J'ai 46 ans, je fais du commerce de matériaux de construction à Almaty, ma santé n'avait jamais posé de problèmes majeurs. L'année dernière à l'automne, j'ai commencé à me sentir fatigué plus facilement, avec des douleurs intermittentes sous les côtes droites. Les examens de routine ont révélé des transaminases astronomiquement élevées — ALT à plus de 300, AST à plus de 200. L'échographie a montré une lésion de 2 cm dans le lobe droit du foie. Le radiologue a dit « nature indéterminée, IRM rehaussement et biopsie recommandées ». Quand j'ai demandé quand je pourrais faire l'IRM rehaussement — deux mois d'attente. La biopsie ? Quatre mois. Le Kazakhstan ne manque pas de bons médecins, mais les ressources médicales sont trop concentrées — à Almaty, seuls deux ou trois hôpitaux font des biopsies hépatiques. Deux mois sans savoir si ce truc dans mon ventre est bénin ou malin, chaque nuit était un calvaire.

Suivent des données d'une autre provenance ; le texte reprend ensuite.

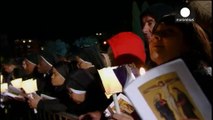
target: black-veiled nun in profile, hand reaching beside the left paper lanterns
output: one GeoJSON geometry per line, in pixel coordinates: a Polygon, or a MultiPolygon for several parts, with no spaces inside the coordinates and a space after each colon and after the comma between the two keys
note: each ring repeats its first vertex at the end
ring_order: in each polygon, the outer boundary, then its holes
{"type": "Polygon", "coordinates": [[[69,82],[69,75],[76,71],[76,62],[60,61],[53,65],[51,84],[54,87],[52,96],[54,99],[46,99],[37,94],[33,94],[33,98],[29,98],[29,105],[31,108],[36,108],[38,112],[65,112],[68,107],[74,107],[74,102],[70,101],[67,94],[67,84],[69,82]],[[72,104],[73,103],[73,104],[72,104]],[[71,105],[70,105],[71,104],[71,105]]]}

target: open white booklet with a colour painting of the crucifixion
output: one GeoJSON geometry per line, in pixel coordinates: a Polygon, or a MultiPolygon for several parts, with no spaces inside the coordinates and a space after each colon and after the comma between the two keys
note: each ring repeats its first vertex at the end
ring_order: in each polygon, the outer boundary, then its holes
{"type": "Polygon", "coordinates": [[[183,60],[147,71],[124,88],[143,120],[211,120],[212,107],[183,60]]]}

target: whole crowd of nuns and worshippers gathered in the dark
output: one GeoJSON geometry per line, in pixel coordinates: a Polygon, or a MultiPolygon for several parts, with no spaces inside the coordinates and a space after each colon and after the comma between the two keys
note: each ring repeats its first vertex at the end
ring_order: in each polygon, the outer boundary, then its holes
{"type": "MultiPolygon", "coordinates": [[[[93,42],[76,41],[71,49],[72,57],[69,59],[66,58],[67,52],[59,54],[61,52],[48,49],[29,53],[20,60],[5,58],[1,61],[2,83],[11,84],[11,80],[16,78],[33,78],[37,80],[38,90],[32,97],[28,97],[25,91],[22,91],[23,99],[4,97],[1,118],[42,120],[42,113],[48,111],[67,112],[78,116],[80,120],[140,119],[136,111],[134,115],[114,113],[110,118],[104,115],[104,110],[113,100],[106,97],[97,70],[119,66],[115,73],[121,84],[125,85],[127,79],[132,79],[128,76],[129,70],[136,78],[141,75],[141,67],[148,71],[175,59],[182,59],[186,63],[212,104],[210,37],[196,21],[176,22],[177,14],[166,4],[150,6],[140,16],[144,40],[131,31],[121,31],[107,39],[109,47],[104,54],[93,42]],[[41,94],[55,99],[43,99],[41,94]],[[38,113],[35,114],[33,109],[38,113]]],[[[174,90],[179,92],[177,88],[174,90]]],[[[156,100],[162,100],[160,93],[156,95],[156,100]]],[[[180,100],[175,101],[178,104],[180,100]]],[[[156,106],[159,106],[157,104],[161,103],[156,102],[156,106]]],[[[176,119],[174,115],[170,117],[172,120],[176,119]]],[[[167,117],[165,119],[169,120],[167,117]]],[[[184,119],[199,118],[186,114],[184,119]]]]}

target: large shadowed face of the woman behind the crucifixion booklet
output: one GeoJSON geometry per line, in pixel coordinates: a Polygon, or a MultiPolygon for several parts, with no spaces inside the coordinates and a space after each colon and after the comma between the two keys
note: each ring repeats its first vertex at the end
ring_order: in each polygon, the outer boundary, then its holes
{"type": "Polygon", "coordinates": [[[159,24],[149,41],[151,60],[157,64],[180,57],[187,51],[183,33],[175,26],[159,24]]]}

J'ai enquêté à Moscou et Istanbul. En Turquie, un bilan hépatique complet avec biopsie en privé coûte à partir de 8 000 $, et la barrière linguistique est un vrai problème. Un ami qui avait fait des affaires à Pékin m'a dit : « Pourquoi n'iriez-vous pas directement en Chine ? Les grands hôpitaux de Pékin ont du meilleur équipement qu'en Turquie, et Almaty-Pékin c'est seulement quatre heures de vol, plus proche que Moscou. » Il m'a recommandé MyMedVia. Je suis russophone, je parle un peu d'anglais, pas un mot de chinois — mais le conseiller a organisé un traducteur russe, sans aucune barrière de l'consultation à l'arrivée. Le soir même, mes comptes-rendus et échographies ont été envoyés au chef de gastro-entérologie d'un hôpital grade III-A de Pékin, et le lendemain l'évaluation est arrivée : bilan hépatique complet recommandé à Pékin, coût estimé 16 800 RMB.
Arrivé à Pékin, consultation l'après-midi même avec le chef de gastro-entérologie — un professeur de 40 ans d'expérience en maladies hépatiques. Il a examiné mes échographies d'Almaty et a dit : « Cette lésion, morphologiquement c'est très probablement un hémangiome, mais il faut effectivement exclure une dégénérescence, on va faire les examens rapidement. » Le lendemain, bilan complet : IRM rehaussement, FibroScan, marqueurs viraux complets, marqueurs tumoraux, anticorps auto-immuns. Troisième jour, les résultats de l'IRM sont arrivés — hémangiome confirmé, moins de 2 cm, bénin, aucun traitement nécessaire. Mais en parallèle, un autre problème a été découvert : hépatite B chronique avec fibrose hépatique précoce, FibroScan montrant un stade F2. Sans ce dépistage, je n'aurais jamais su que j'avais l'hépatite B, et encore moins que mon foie fibrosait silencieusement. Le professeur m'a établi un protocole antiviral, prescription de six mois de traitement, en disant que la fibrose peut être réversible avec un traitement continu. Sixième jour : vol de retour à Almaty avec un dossier médical bilingue chinois-russe complet.
Huit mois de traitement antiviral, les transaminases sont revenues à la normale, et le FibroScan montre une régression de la fibrose de F2 à F1. L'hémangiome a été revu, taille stable, simple observation. Si j'avais continué à attendre à Almaty, sans parler de la souffrance psychologique — le plus important, dans un an ou deux, la fibrose aurait pu évoluer vers F3 voire cirrhose. Ce voyage à Pékin a coûté moins de 2 500 $ (vols et hébergement inclus), soit deux tiers de moins qu'en Turquie. Mais honnêtement, aucun prix ne vaut le mot « diagnostic précoce ». Bien souvent, ce n'est pas le traitement qui manque, c'est un diagnostic opportun.